This is enough to launch llama-server to serve model1. Of course, llama-swap is about making it possible to serve many models:

models:
  model1:
    cmd: llama-server --port ${PORT} -m /path/to/model.gguf
  model2:
    cmd: llama-server --port ${PORT} -m /path/to/another_model.gguf
  model3:
    cmd: llama-server --port ${PORT} -m /path/to/third_model.gguf

With this configuration models will be hot swapped and loaded on demand. The special ${PORT} macro provides a unique port per model. Useful if you want to run multiple models at the same time with the groups feature.

Advanced control with cmd

llama-swap is also about customizability. You can use any CLI flag available:

models:
  model1:
    cmd: | # support for multi-line
      llama-server --PORT ${PORT} -m /path/to/model.gguf
      --ctx-size 8192
      --jinja
      --cache-type-k q8_0
      --cache-type-v q8_0

Support for any OpenAI API compatible server

llama-swap supports any OpenAI API compatible server. If you can run it on the CLI llama-swap will be able to manage it. Even if it's run in Docker or Podman containers.

models:
  "Q3-30B-CODER-VLLM":
    name: "Qwen3 30B Coder vllm AWQ (Q3-30B-CODER-VLLM)"
    # cmdStop provides a reliable way to stop containers
    cmdStop: docker stop vllm-coder
    cmd: |
      docker run --init --rm --name vllm-coder
        --runtime=nvidia --gpus '"device=2,3"'
        --shm-size=16g
        -v /mnt/nvme/vllm-cache:/root/.cache
        -v /mnt/ssd-extra/models:/models -p ${PORT}:8000
        vllm/vllm-openai:v0.10.0
        --model "/models/cpatonn/Qwen3-Coder-30B-A3B-Instruct-AWQ"
        --served-model-name "Q3-30B-CODER-VLLM"
        --enable-expert-parallel
        --swap-space 16
        --max-num-seqs 512
        --max-model-len 65536
        --max-seq-len-to-capture 65536
        --gpu-memory-utilization 0.9
        --tensor-parallel-size 2
        --trust-remote-code

Many more features..

llama-swap supports many more features to customize how you want to manage your environment.

Feature Description
ttl automatic unloading of models after a timeout
macros reusable snippets to use in configurations
groups run multiple models at a time
hooks event driven functionality
env define environment variables per model
aliases serve a model with different names
filters modify requests before sending to the upstream
... And many more tweaks

Full Configuration Example

Note

This is a copy of config.example.yaml.
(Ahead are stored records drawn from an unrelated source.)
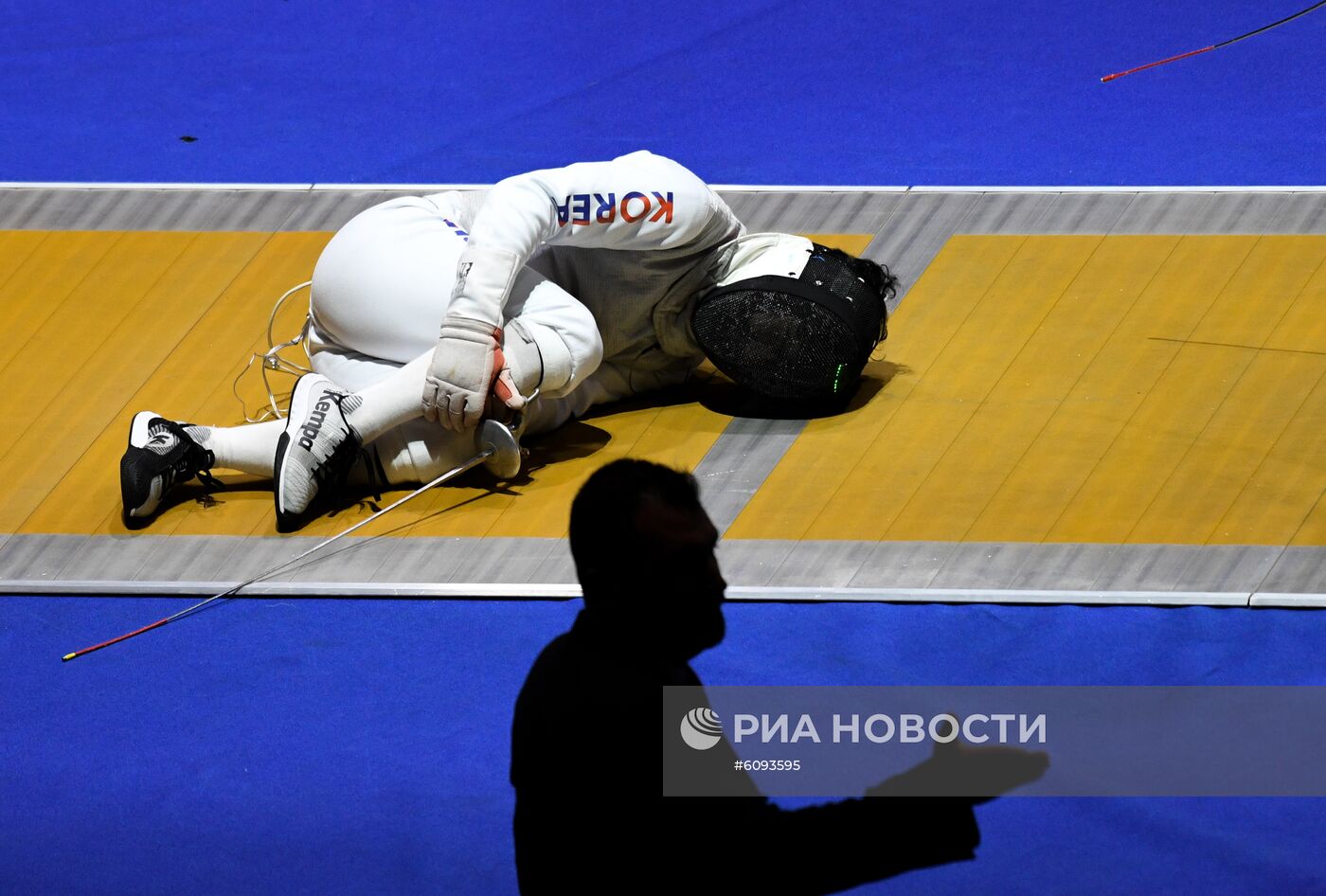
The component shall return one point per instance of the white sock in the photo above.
(391, 402)
(249, 448)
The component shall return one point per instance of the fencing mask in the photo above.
(798, 338)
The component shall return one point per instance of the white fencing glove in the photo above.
(463, 367)
(468, 358)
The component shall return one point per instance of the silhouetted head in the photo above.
(643, 550)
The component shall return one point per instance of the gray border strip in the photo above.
(534, 591)
(781, 188)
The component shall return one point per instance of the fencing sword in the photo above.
(1216, 46)
(499, 451)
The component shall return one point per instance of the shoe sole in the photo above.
(300, 405)
(138, 432)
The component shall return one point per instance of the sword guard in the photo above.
(506, 458)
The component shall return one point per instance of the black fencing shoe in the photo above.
(162, 454)
(317, 448)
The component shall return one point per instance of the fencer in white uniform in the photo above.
(577, 281)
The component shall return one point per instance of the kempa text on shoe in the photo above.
(314, 425)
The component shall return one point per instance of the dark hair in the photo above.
(602, 529)
(879, 282)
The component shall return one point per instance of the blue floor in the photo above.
(361, 746)
(318, 746)
(762, 92)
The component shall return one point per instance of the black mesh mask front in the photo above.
(801, 339)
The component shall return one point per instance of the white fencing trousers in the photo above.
(380, 292)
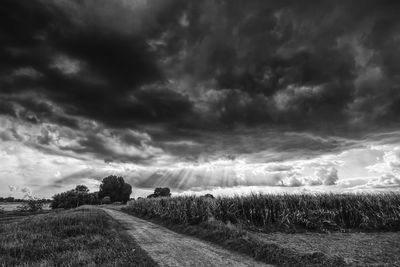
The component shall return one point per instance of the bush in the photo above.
(160, 192)
(74, 198)
(32, 205)
(106, 200)
(115, 188)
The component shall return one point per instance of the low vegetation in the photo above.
(79, 237)
(268, 213)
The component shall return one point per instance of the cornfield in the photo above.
(333, 212)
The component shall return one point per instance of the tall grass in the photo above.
(81, 237)
(321, 212)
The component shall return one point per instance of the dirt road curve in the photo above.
(172, 249)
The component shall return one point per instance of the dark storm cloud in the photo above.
(324, 64)
(90, 68)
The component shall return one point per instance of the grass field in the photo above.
(80, 237)
(289, 230)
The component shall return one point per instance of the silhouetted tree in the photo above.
(82, 189)
(160, 192)
(74, 198)
(115, 188)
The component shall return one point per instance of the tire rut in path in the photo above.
(168, 248)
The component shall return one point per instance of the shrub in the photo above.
(106, 200)
(115, 188)
(160, 192)
(32, 205)
(74, 198)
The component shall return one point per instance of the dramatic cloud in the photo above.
(199, 95)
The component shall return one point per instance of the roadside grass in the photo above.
(258, 225)
(79, 237)
(235, 238)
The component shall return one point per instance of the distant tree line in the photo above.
(112, 189)
(160, 192)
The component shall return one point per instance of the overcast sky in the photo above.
(220, 96)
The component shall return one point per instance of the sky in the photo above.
(214, 96)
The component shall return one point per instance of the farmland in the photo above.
(79, 237)
(288, 230)
(292, 213)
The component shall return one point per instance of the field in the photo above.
(14, 206)
(80, 237)
(287, 230)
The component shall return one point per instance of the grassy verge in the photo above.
(232, 221)
(236, 239)
(80, 237)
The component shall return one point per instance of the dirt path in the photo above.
(172, 249)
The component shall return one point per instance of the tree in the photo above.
(160, 192)
(115, 188)
(81, 189)
(74, 198)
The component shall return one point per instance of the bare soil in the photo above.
(169, 248)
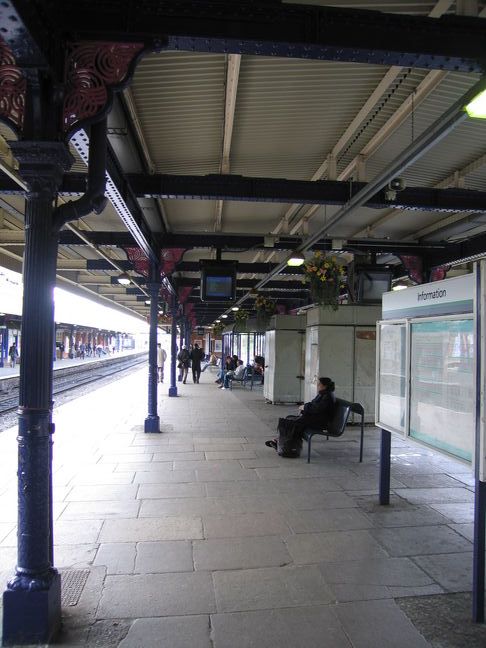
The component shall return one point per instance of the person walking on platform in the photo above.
(184, 360)
(197, 355)
(13, 354)
(161, 358)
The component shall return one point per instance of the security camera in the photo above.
(395, 185)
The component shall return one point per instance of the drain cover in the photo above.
(72, 585)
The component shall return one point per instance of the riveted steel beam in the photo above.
(272, 28)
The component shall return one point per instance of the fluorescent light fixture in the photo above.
(124, 279)
(297, 259)
(477, 107)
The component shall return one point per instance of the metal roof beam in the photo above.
(277, 29)
(240, 188)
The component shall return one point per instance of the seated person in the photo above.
(231, 375)
(316, 413)
(227, 366)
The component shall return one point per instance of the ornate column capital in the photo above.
(42, 164)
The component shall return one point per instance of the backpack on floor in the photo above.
(289, 442)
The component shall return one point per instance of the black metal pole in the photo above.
(480, 486)
(173, 349)
(152, 422)
(32, 600)
(385, 457)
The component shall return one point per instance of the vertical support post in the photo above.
(181, 343)
(173, 349)
(385, 461)
(32, 600)
(152, 422)
(479, 544)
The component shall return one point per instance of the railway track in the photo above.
(65, 383)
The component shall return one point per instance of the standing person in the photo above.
(315, 414)
(197, 355)
(161, 358)
(184, 360)
(13, 354)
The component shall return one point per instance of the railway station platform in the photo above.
(201, 536)
(7, 371)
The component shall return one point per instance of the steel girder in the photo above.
(267, 27)
(305, 192)
(240, 188)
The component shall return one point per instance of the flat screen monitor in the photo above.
(218, 281)
(372, 283)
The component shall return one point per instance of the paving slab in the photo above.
(248, 524)
(451, 571)
(116, 557)
(160, 557)
(240, 553)
(302, 627)
(151, 529)
(413, 541)
(373, 624)
(269, 588)
(311, 548)
(151, 595)
(173, 632)
(329, 520)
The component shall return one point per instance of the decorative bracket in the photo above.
(12, 89)
(93, 71)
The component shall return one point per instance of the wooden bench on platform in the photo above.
(337, 425)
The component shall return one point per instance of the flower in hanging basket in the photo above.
(241, 316)
(325, 277)
(218, 328)
(265, 305)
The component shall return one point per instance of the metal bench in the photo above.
(337, 424)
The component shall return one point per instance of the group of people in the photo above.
(234, 369)
(190, 359)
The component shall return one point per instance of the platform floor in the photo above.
(203, 537)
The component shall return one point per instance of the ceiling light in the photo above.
(297, 259)
(477, 107)
(124, 279)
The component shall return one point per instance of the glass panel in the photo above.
(442, 407)
(392, 376)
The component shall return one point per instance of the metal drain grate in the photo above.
(72, 585)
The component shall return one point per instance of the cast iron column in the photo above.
(32, 600)
(173, 349)
(152, 422)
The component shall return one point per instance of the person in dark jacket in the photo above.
(197, 355)
(315, 414)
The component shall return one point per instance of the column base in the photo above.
(152, 424)
(32, 617)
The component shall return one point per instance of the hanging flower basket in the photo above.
(325, 278)
(265, 308)
(241, 317)
(217, 329)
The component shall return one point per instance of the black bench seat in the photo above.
(337, 424)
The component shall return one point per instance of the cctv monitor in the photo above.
(218, 281)
(372, 283)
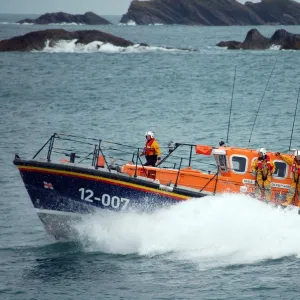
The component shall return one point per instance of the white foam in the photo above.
(97, 46)
(275, 47)
(211, 231)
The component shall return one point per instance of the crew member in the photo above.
(294, 189)
(151, 150)
(263, 168)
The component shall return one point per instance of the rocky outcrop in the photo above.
(284, 12)
(36, 40)
(88, 18)
(256, 41)
(212, 12)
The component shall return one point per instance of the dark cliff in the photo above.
(256, 41)
(88, 18)
(212, 12)
(36, 40)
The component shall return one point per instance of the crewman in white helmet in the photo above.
(151, 150)
(294, 190)
(263, 168)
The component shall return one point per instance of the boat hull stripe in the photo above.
(102, 179)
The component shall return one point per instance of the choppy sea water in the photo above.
(223, 247)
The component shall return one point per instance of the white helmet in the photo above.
(150, 133)
(263, 151)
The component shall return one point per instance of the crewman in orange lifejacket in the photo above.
(151, 150)
(295, 186)
(263, 168)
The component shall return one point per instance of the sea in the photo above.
(184, 89)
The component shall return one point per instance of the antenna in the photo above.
(231, 106)
(261, 102)
(294, 120)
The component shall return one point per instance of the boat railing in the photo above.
(83, 150)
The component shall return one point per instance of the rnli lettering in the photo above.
(248, 181)
(106, 200)
(280, 185)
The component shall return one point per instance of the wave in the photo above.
(212, 231)
(64, 46)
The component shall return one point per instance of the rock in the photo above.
(284, 12)
(88, 18)
(256, 41)
(230, 44)
(212, 12)
(36, 40)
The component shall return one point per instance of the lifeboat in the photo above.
(72, 176)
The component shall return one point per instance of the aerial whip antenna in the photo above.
(294, 120)
(231, 106)
(261, 103)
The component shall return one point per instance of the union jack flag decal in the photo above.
(48, 185)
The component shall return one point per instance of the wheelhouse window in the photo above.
(239, 164)
(281, 169)
(221, 161)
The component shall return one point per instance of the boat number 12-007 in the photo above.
(106, 200)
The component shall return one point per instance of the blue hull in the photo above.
(63, 192)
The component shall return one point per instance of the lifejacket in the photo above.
(148, 150)
(296, 171)
(260, 164)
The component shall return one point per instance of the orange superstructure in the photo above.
(232, 173)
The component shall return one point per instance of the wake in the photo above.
(216, 230)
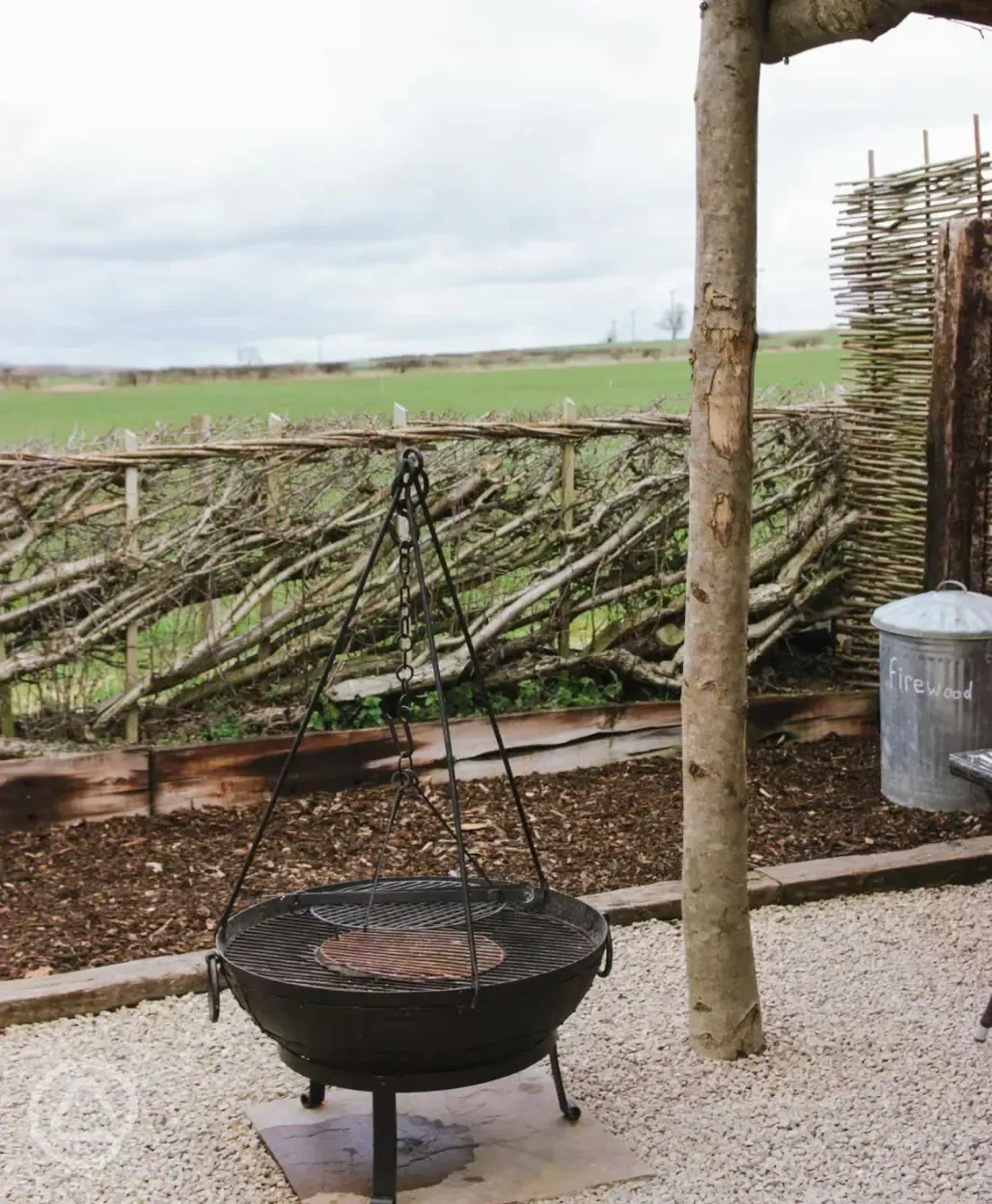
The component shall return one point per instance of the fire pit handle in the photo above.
(213, 985)
(607, 964)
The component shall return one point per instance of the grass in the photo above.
(623, 385)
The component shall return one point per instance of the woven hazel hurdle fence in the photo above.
(147, 579)
(883, 265)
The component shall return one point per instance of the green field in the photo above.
(41, 414)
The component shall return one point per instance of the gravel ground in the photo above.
(871, 1087)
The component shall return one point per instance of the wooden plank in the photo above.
(84, 992)
(92, 786)
(928, 864)
(234, 773)
(239, 772)
(959, 407)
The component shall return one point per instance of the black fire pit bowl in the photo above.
(369, 1025)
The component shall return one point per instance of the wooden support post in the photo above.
(6, 702)
(203, 426)
(869, 258)
(271, 501)
(928, 203)
(130, 646)
(959, 406)
(399, 422)
(567, 520)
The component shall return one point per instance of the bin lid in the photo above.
(951, 611)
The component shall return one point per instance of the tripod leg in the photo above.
(383, 1146)
(985, 1024)
(568, 1110)
(313, 1097)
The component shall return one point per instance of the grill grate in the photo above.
(285, 947)
(409, 955)
(394, 916)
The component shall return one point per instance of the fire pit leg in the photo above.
(383, 1146)
(568, 1110)
(315, 1096)
(985, 1024)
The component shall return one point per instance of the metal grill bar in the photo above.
(283, 947)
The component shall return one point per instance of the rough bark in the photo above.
(961, 401)
(724, 1006)
(797, 25)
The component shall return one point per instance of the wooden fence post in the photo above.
(130, 646)
(567, 520)
(400, 421)
(201, 425)
(6, 702)
(959, 406)
(271, 501)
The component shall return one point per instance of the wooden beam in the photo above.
(236, 773)
(89, 786)
(959, 407)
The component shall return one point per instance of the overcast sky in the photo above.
(179, 180)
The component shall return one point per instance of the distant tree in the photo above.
(674, 319)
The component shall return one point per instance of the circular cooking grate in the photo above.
(409, 955)
(389, 917)
(402, 916)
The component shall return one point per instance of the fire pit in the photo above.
(418, 984)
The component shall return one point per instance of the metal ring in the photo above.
(213, 985)
(607, 964)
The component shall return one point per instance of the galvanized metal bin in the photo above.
(934, 695)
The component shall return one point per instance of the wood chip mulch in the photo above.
(94, 893)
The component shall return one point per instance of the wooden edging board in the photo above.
(142, 780)
(32, 1000)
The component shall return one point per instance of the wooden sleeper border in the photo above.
(156, 780)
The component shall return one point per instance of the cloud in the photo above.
(389, 178)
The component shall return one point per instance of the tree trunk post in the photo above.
(724, 1006)
(130, 635)
(959, 406)
(271, 503)
(567, 520)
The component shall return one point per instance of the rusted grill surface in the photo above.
(285, 947)
(434, 954)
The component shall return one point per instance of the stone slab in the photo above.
(500, 1142)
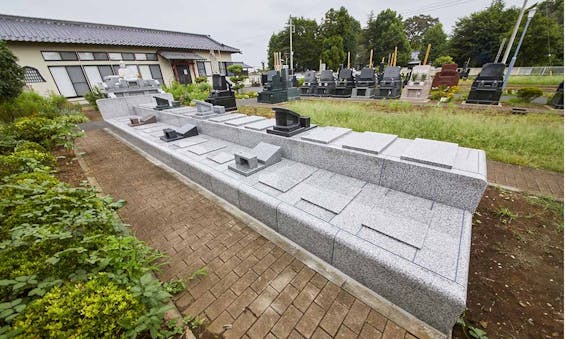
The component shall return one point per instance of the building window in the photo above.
(115, 56)
(156, 73)
(128, 56)
(100, 55)
(140, 56)
(70, 80)
(51, 56)
(68, 56)
(32, 75)
(85, 56)
(201, 69)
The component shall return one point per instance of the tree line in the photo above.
(476, 37)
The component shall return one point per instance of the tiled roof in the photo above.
(17, 28)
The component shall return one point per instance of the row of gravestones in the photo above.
(388, 84)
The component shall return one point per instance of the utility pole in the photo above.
(514, 32)
(531, 14)
(291, 29)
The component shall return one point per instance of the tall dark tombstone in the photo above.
(222, 94)
(345, 84)
(277, 87)
(326, 86)
(289, 123)
(310, 85)
(391, 85)
(448, 76)
(365, 84)
(557, 100)
(487, 87)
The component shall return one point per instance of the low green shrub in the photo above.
(25, 161)
(527, 94)
(95, 309)
(31, 103)
(94, 95)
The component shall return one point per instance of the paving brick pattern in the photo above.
(253, 288)
(535, 181)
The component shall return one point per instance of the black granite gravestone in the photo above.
(310, 85)
(365, 84)
(487, 87)
(345, 84)
(448, 76)
(326, 86)
(187, 130)
(557, 100)
(391, 85)
(277, 87)
(222, 94)
(163, 103)
(289, 123)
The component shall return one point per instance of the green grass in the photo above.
(546, 80)
(534, 140)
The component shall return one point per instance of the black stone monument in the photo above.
(187, 130)
(310, 85)
(391, 85)
(345, 84)
(326, 86)
(487, 87)
(277, 87)
(289, 123)
(557, 100)
(222, 94)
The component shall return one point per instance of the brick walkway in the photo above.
(254, 289)
(526, 179)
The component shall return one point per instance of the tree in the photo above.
(437, 37)
(332, 52)
(478, 35)
(11, 75)
(238, 77)
(340, 24)
(543, 43)
(306, 46)
(385, 32)
(415, 27)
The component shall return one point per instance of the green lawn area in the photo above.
(535, 80)
(534, 140)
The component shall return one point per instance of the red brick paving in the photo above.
(252, 284)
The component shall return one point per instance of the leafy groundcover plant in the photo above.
(68, 266)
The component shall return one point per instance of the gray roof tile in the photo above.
(17, 28)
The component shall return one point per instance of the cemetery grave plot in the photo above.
(338, 202)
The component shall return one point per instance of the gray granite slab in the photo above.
(325, 135)
(398, 227)
(189, 141)
(261, 125)
(207, 147)
(244, 120)
(227, 117)
(431, 152)
(326, 199)
(369, 142)
(221, 158)
(286, 178)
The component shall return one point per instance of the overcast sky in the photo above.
(245, 24)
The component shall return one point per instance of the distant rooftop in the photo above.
(19, 28)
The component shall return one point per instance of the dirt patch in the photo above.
(68, 168)
(91, 113)
(516, 273)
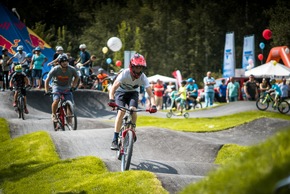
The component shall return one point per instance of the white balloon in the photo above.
(114, 43)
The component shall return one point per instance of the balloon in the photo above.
(262, 45)
(114, 43)
(109, 61)
(118, 63)
(267, 34)
(105, 50)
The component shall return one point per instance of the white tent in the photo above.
(162, 78)
(269, 69)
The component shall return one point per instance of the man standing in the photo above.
(251, 89)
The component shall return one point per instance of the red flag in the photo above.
(177, 76)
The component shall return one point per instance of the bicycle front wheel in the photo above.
(262, 103)
(70, 117)
(128, 150)
(283, 107)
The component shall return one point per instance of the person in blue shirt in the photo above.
(275, 91)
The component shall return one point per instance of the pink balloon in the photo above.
(260, 57)
(267, 34)
(118, 63)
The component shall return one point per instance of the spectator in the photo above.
(209, 83)
(5, 68)
(284, 89)
(264, 86)
(37, 62)
(222, 89)
(158, 93)
(233, 90)
(251, 89)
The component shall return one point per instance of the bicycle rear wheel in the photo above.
(262, 103)
(70, 117)
(283, 107)
(128, 150)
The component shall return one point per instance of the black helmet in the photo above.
(62, 58)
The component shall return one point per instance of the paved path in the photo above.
(177, 158)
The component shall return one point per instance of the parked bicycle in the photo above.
(20, 108)
(263, 103)
(65, 114)
(127, 137)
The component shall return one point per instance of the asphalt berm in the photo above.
(177, 158)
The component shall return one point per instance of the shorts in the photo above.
(67, 96)
(37, 73)
(127, 98)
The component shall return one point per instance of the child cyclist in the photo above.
(275, 92)
(125, 91)
(19, 79)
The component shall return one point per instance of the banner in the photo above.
(248, 52)
(229, 56)
(14, 33)
(177, 75)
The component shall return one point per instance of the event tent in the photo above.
(162, 78)
(269, 69)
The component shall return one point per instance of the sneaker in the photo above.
(53, 118)
(114, 145)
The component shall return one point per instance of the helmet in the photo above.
(18, 68)
(272, 81)
(29, 55)
(62, 58)
(189, 80)
(137, 60)
(4, 50)
(83, 46)
(59, 48)
(20, 48)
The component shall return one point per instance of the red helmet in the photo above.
(137, 60)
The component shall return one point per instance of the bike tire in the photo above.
(70, 120)
(283, 107)
(261, 105)
(128, 150)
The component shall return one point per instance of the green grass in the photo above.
(256, 169)
(29, 164)
(207, 124)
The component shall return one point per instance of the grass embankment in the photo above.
(29, 164)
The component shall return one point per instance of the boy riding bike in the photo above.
(19, 80)
(65, 78)
(125, 91)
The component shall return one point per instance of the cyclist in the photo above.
(19, 79)
(65, 78)
(275, 92)
(125, 91)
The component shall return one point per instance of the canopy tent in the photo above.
(162, 78)
(270, 69)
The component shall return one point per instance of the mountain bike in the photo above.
(263, 102)
(127, 137)
(65, 114)
(20, 102)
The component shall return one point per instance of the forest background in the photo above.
(188, 35)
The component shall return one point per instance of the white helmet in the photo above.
(20, 48)
(59, 48)
(83, 46)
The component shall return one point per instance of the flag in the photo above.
(248, 52)
(177, 75)
(229, 56)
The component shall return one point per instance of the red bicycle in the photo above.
(127, 137)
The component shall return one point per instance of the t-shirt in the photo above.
(62, 79)
(130, 85)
Always check that for the most up to date examples.

# llama-swap YAML configuration example
# -------------------------------------
#
# 💡 Tip - Use an LLM with this file!
# ====================================
#  This example configuration is written to be LLM friendly. Try
#  copying this file into an LLM and asking it to explain or generate
#  sections for you.
# ====================================

# Usage notes:
# - Below are all the available configuration options for llama-swap.
# - Settings noted as "required" must be in your configuration file
# - Settings noted as "optional" can be omitted

# healthCheckTimeout: number of seconds to wait for a model to be ready to serve requests
# - optional, default: 120
# - minimum value is 15 seconds, anything less will be set to this value
healthCheckTimeout: 500

# logLevel: sets the logging value
# - optional, default: info
# - Valid log levels: debug, info, warn, error
logLevel: info

# metricsMaxInMemory: maximum number of metrics to keep in memory
# - optional, default: 1000
# - controls how many metrics are stored in memory before older ones are discarded
# - useful for limiting memory usage when processing large volumes of metrics
metricsMaxInMemory: 1000

# startPort: sets the starting port number for the automatic ${PORT} macro.
# - optional, default: 5800
# - the ${PORT} macro can be used in model.cmd and model.proxy settings
# - it is automatically incremented for every model that uses it
startPort: 10001

# macros: a dictionary of string substitutions
# - optional, default: empty dictionary
# - macros are reusable snippets
# - used in a model's cmd, cmdStop, proxy, checkEndpoint, filters.stripParams
# - useful for reducing common configuration settings
# - macro names are strings and must be less than 64 characters
# - macro names must match the regex ^[a-zA-Z0-9_-]+$
# - macro names must not be a reserved name: PORT or MODEL_ID
# - macro values can be numbers, bools, or strings
# - macros can contain other macros, but they must be defined before they are used
macros:
  # Example of a multi-line macro
  "latest-llama": >
    /path/to/llama-server/llama-server-ec9e0301
    --port ${PORT}

  "default_ctx": 4096

  # Example of macro-in-macro usage. macros can contain other macros
  # but they must be previously declared.
  "default_args": "--ctx-size ${default_ctx}"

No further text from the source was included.